Anyways, I have some questions. How often should I keep doing water changes? I've been doing about 25-30% every 2-3 days. The eggs hatched a couple days ago. They aren't free swimming yet. I know it will still be a few days before they are free swimming. How do I feed them when they can't swim to get it? I have some food, but they are not in a place where the food will fall. How often should I feed them? Should the parents stay with them the whole time? 

I'm so excited. This is my first successful GBR spawn. It's cute to watch the parents take care of the wrigglers. They moved them from the flat top of the bridge to the anchor part of a fake plant that is floating instead of stuck in the gravel. When one falls the parents are on it. They suck the baby up their mouth and spit them back out with the others. I can't wait to see how many there will be.


----------



## Betta man (Mar 25, 2011)

Congrats! I don't know much about raising rams, but I've learned some. Feed them something like hikari first bites. Feed them when they're schooling. They should be free swimming in a day or two. Be careful cleaning the container. Do you have gravel in that tank? The fry may get stuck in the gravel.


----------



## DigzTheBeatz (Dec 6, 2010)

I have some fry food. They will be fine waiting until they are free swimming? I have gravel in the tank. I just wont vacuum it as often.


----------



## emc7 (Jul 23, 2005)

If you are keeping them with mom and dad its much easier. The parents will keep them away from the siphon and bring them to the food or bring the food to them. Keep up with water changes and increase them a bit since you will be feeding more but be careful with temp and dechlor. Don't feed at all until they are moving in a 'swarm' or 'cloud' and not bouncing on the bottom. Twice a day minimum, but more is better. If you've overfed, change more water.


----------



## lohachata (Jan 27, 2006)

instead of using a siphon , use a glass so as not to suck up any fry..
remember to mix the fry food with some tank water and shake it up and then pour it in the water..good to see they spawned again....gonna have to buy some from you when they get big enough....


----------



## DigzTheBeatz (Dec 6, 2010)

Thanks emc7 and lohachata! I can't wait until they start swimming around!

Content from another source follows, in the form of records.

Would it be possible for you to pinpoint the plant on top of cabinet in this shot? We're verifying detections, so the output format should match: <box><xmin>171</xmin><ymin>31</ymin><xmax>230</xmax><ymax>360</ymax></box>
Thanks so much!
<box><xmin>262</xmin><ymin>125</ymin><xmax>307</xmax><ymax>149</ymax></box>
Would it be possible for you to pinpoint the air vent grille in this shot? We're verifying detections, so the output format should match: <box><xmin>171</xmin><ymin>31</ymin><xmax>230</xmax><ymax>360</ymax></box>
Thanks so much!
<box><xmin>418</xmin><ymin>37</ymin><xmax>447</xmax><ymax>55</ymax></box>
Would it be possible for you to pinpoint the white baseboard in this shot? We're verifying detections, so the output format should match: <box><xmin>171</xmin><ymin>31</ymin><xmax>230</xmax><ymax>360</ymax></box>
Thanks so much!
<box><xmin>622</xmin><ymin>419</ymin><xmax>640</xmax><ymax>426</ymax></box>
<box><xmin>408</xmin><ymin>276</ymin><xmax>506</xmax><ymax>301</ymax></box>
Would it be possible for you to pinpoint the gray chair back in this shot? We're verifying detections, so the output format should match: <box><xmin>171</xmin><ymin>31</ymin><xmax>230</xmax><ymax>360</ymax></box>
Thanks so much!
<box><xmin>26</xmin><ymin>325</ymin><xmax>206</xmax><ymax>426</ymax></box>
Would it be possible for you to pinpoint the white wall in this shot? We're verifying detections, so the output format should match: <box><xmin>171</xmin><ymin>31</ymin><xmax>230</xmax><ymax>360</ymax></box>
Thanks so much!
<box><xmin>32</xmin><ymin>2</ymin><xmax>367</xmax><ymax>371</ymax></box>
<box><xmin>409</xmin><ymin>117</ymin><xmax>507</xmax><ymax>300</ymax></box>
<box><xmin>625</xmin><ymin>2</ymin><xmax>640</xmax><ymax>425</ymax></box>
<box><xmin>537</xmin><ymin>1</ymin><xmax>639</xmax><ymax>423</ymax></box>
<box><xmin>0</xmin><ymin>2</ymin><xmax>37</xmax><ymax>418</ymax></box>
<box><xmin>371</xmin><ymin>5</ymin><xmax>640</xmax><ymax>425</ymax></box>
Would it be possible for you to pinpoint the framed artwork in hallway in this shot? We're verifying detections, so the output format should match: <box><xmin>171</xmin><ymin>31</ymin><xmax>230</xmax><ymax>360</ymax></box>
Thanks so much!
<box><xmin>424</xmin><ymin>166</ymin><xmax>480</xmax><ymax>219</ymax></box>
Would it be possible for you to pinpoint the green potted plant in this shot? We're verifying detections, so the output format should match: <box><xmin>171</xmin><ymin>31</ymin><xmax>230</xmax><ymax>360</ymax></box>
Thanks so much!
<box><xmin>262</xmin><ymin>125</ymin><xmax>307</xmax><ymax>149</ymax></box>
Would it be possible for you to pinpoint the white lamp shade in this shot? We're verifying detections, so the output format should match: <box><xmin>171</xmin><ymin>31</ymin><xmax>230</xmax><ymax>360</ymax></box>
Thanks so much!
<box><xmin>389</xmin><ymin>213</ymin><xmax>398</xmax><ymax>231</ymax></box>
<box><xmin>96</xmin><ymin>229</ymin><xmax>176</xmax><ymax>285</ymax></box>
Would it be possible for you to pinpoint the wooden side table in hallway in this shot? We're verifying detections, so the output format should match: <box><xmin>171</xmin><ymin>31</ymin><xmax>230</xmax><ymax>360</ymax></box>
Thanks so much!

The only fry I have ever had were platies. Should be soon that they will start swimming around.


----------



## bchbum16 (Jun 21, 2011)

Jealousy!!! I can't wait til mine spawn!!! I'd love to keep hearing how your fry are doing and how you are taking care of them! Congrats though!


----------



## DigzTheBeatz (Dec 6, 2010)

The babies are MIA today. I don't see them in the usual spot. Hoping the parents just moved them, but they seem to be fighting today. Looks like he's going after her mostly. I bought some java moss for the parents to hide the babies in. I hope they move them there.


----------



## bchbum16 (Jun 21, 2011)

uh oh... hoping for the best!


----------



## lohachata (Jan 27, 2006)

look digz ; sit your butt down and quit fussin...it is very common for most cichlids to eat their first few spawns...what the heck ; Cronus ate his kids...except for one...lol
this is just like becoming a parent...a very anxious time.....like i said..set up a 15 gallon just for the pair with a few dwarf cories...dark natural gravel with plants..sponge or undergravel filtration , some driftwood and a few hiding places...a 4" clay flowerpot on it's side with a flat smooth piece of stone right in front of it...
just relax and keep em happy.....lol


----------